16 Aralık 2010 Perşembe

17 Aralık Cuma: Rüya mı, Kabus mu?





Aşk mı, para mı? Bebek mi, kariyer mi? Ölüm mü, kalım mı? Avrupa Birliği mi, Ortadoğu Birliği mi? Güzellik mi, zeka mı? Demokrasi mi, oligarşi mi? Süper mi, dizel mi? Birinci Köprü mü, ikinci köprü mü? Vapur mu, metrobüs mü? Şemsiye taşımak mı, yağmurda ıslanmak mı? Sarışın mı, esmer mi? Ağlamak mı, gülmek mi? A şıkkı mı, E şıkkı mı? O fakülte mi, bu yüksekokul mu? İstifayı basmak mı, yoksa kalıp biraz daha dayanmak mı? O anlayışsız kadına/adama haddini bildirmek mi, susup sineye çekmek mi? Yumurta atmak mı, uzun eşek oynamak mı? Çarşaf liste mi, blok liste mi? Ak mı, kara mı? Sevmek mi, sevilmek mi?

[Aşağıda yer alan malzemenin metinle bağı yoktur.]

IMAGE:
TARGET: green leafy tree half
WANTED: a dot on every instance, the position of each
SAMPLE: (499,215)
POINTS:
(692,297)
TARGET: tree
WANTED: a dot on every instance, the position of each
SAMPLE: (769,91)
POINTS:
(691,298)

Türban mı, mini etek mi? Radyo mu, televizyon mu? Kıvanç Tatlıtuğ mu, Kenan İmirzalıoğlu mu? Gönül doldurmak mı, cep doldurmak mı? Güneş mi, kar mı? Acı mı, tatlı mı? Uzaylılar var mı, yok mu? Tanrı var mı, yok mu? İşi bilmek mi, işe gitmemek mi? Akıl mı, vicdan mı? Saz mı, caz mı? Etrafta gördüklerimiz madde mi, yoksa sadece birer mana mı?



Bırakın bunları düşünmeyi. Ya da şöyle diyeyim, bütün bunları düşünmeyi mesai saatlerine bırakın.

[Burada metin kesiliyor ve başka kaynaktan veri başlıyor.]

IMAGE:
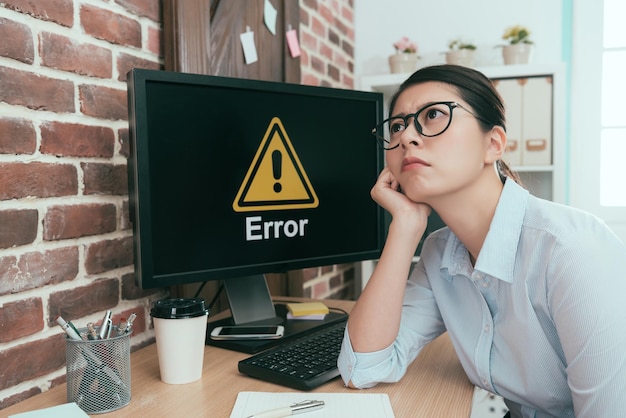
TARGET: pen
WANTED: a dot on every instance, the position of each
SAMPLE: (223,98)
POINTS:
(105,328)
(91,331)
(296,408)
(69,330)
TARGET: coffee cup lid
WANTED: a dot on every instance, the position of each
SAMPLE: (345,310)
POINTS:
(178,308)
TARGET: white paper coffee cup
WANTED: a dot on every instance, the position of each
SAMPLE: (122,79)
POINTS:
(180,328)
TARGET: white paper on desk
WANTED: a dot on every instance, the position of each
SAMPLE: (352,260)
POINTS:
(67,410)
(338,405)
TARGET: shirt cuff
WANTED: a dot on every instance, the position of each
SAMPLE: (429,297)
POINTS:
(360,368)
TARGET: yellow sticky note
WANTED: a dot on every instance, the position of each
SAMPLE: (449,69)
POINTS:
(307,308)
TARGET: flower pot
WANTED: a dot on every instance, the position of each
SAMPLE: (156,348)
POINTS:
(463,57)
(517,54)
(403,62)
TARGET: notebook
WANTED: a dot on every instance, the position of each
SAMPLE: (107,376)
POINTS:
(337,405)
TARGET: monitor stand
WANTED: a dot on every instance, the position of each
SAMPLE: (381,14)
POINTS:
(251,304)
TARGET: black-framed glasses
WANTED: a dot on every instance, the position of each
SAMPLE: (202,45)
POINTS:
(431,120)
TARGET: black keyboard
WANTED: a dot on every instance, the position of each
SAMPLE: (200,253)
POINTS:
(304,363)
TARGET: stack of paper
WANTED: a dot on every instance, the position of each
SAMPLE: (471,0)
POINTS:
(308,310)
(336,405)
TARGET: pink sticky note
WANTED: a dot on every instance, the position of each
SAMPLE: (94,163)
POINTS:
(292,42)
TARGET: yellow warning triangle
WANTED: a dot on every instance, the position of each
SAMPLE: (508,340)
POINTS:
(276,179)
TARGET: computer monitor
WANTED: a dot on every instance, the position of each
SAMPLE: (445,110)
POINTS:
(232,178)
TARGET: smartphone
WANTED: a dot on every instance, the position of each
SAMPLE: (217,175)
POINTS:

Saatler 18:30'u gösterdiğinde aklınızın iplerini serbest bırakın. Düşüneceğiniz tek şey müzik olsun.


Zira bu akşam İstanbul için hergünden biraz daha fazla müzikal bir akşam.

Bu akşam dertleri koyverin gitsin. Hergün zaten yüzyüze kaldığınız/kalacağınız tercihleri rafa kaldırın. Tek düşüneceğiniz müzik olsun. Reagge ve dub üstadı, 50 küsür yıllık büyük efsane Lee 'Scratch' Perry'le Babylon hasbıhali mi? Birbirinden lezzetli melodiler ve içe dokunan sözlerle tekrar tekrar dinlenilesi şarkılara imza atan ve bu akşam yine yeniden Ghetto'ya gelecek Beady Belle mi? Kendisini pek tanımayan İstanbul sahnesi'ne ilk adımı Salon İKSV'de atacak olan ve Hürriyet'ten Barış Akpolat'a verdiği röportajda çok sıcak ve ateşli bir gecenin dinleyiciyi beklediğini müjdeleyen Melissa Auf Der Maur mu? Ankara'nın İstanbul sahnesine en güzel armağanlarından biri olan, defalarca canlı dinlenseler bile şarkılarının güzelliği sayesinde asla bıktırmayan ve Bronx Pi'de sahne alacak olan Sakin mi? Kısa öykülerden güzel şarkılar yazan, canlı performansının güzelliğiyle akıllara kazınan, ilk debüsünden bu yana 10 yıllık bir zamanı deviren ve yeniden Hayal Kahvesi'ni şenlendirecek olan Aylin Aslım mı? Yaptıkları müziği 'şiirsel sözlü melodik pop' olarak tanımlayan, 'Buried Inside' şarkısı hala müzikçalarda yerini koruyan ve Roxy sahnesini ikinci ev belleyen Soaked mı?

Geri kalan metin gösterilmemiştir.